Market Fires a Warning Shot
Price and volume in the major averages give subtle messages about underlying market health all the time. Knowing how to interpret it can have investors in the market at the right time and out of the market at the right time as well. Investing during market uptrends can be highly profitable but investing during market downtrends is often a losing proposition.
Some viewed Friday's big percentage gains by the major averages as a sign that stocks have bottomed. Unfortunately, Tuesday's higher-volume declines by the S&P 500 and Nasdaq Composite already calls the nascent uptrend into question. Sellers came into the market late in the day after Senate Majority Leader Harry Reid said little progress was being made in the fiscal cliff talks.
Tuesday was a day of unequivocal distribution. It's generally not good to see a higher-volume decline in the indices so soon after a new uptrend is confirmed. It calls the viability of the nascent rally into question. In other words, there's no need to be aggressive with new buys at this point. Going forward, higher-volume gains and lower-volume declines would be good to see. That would be a sign of improving market health. If it happens, a new crop of buy candidates should present themselves as well.
Meanwhile, earnings season is pretty much over, but after the close Tuesday, Green Mountain Coffee Roasters (Nasdaq: GMCR) surprised the market with a strong earnings report. Excluding one-time items, fiscal fourth-quarter profit rose 36 percent from a year ago to $0.64 a share while sales rose 33 percent to $946.7 million. The Thomson Reuters consensus estimate expected earnings of $0.48 a share on sales of $902.2 million. Green Mountain also issued solid fiscal first-quarter guidance.
But one strong quarter doesn't mean that Green Mountain has turned the corner. The company was first to market with its single-cup Keurig brewing machine and K-Cups, but competition continues to intensify. Many companies, including Starbucks (Nasdaq: SBUX) and Kraft Foods (NYSE: KFT) now offer competing single-cup brewers and coffee packaged in K-Cups.
Shorts ran for cover in after-hours trading and the buying continued in early pre-market trading Tuesday.

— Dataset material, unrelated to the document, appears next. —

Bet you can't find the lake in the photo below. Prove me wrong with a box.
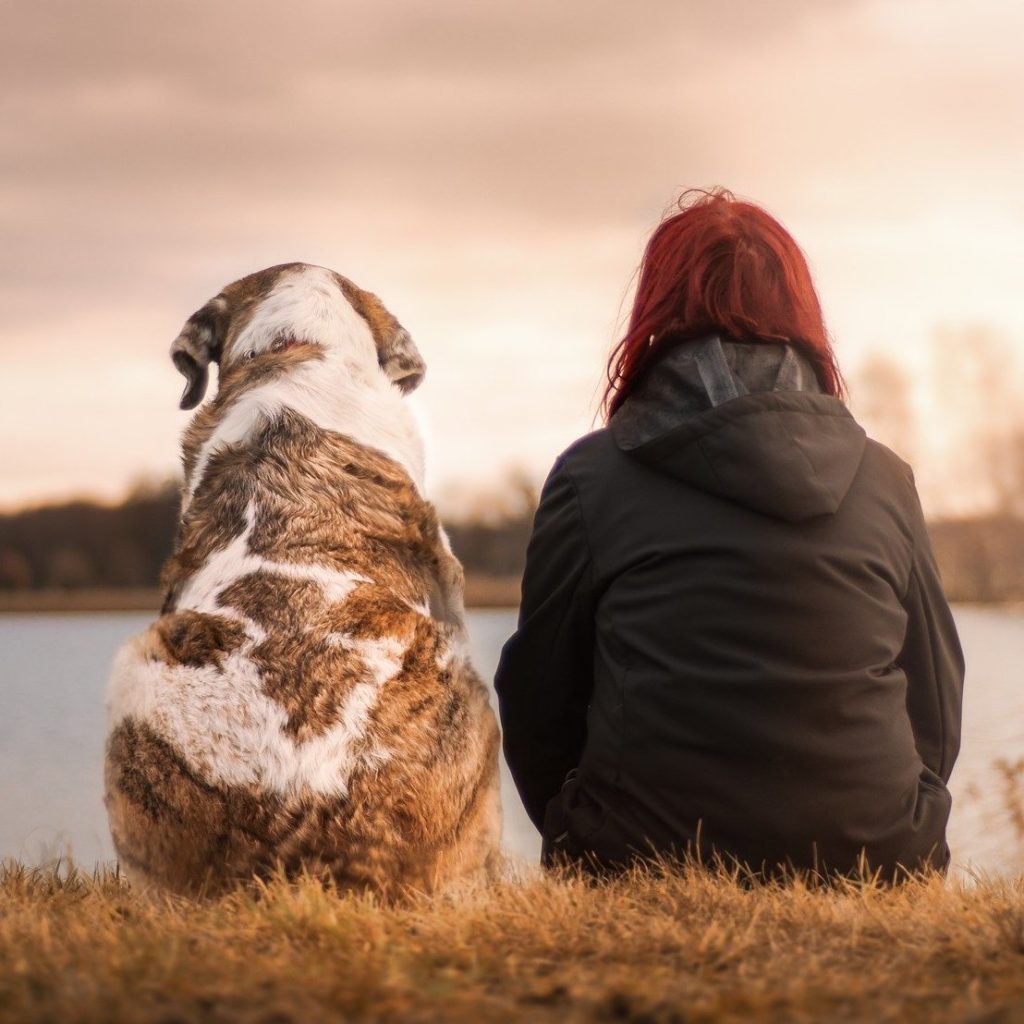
[1,607,1022,877]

Shares rose 23 percent to $35.59. As of November 15, short interest in Green Mountain stood at 51.5 million shares, more than double 24.3 million shares held short six months ago. Suffice to say that short interest will probably be lower after today.
Meanwhile, another quarter of solid bottom-line and top-line growth by The Fresh Market (NYSE: TFM) early Wednesday was overshadowed by news of the resignation of Chief Financial Officer Lisa Klinger who accepted a similar position with a private equity-backed apparel retailer. Shares plunged 9.6 percent to $54.47 in pre-market trading. The Fresh market went public in November 2010 at $22.
Quarterly profit rose 21 percent from a year ago to $0.23 a share, 3 cents below the consensus estimate. Sales came in slightly better than expected at $321.5 million, up 22 percent from a year ago. Same-store sales rose 5.6 percent.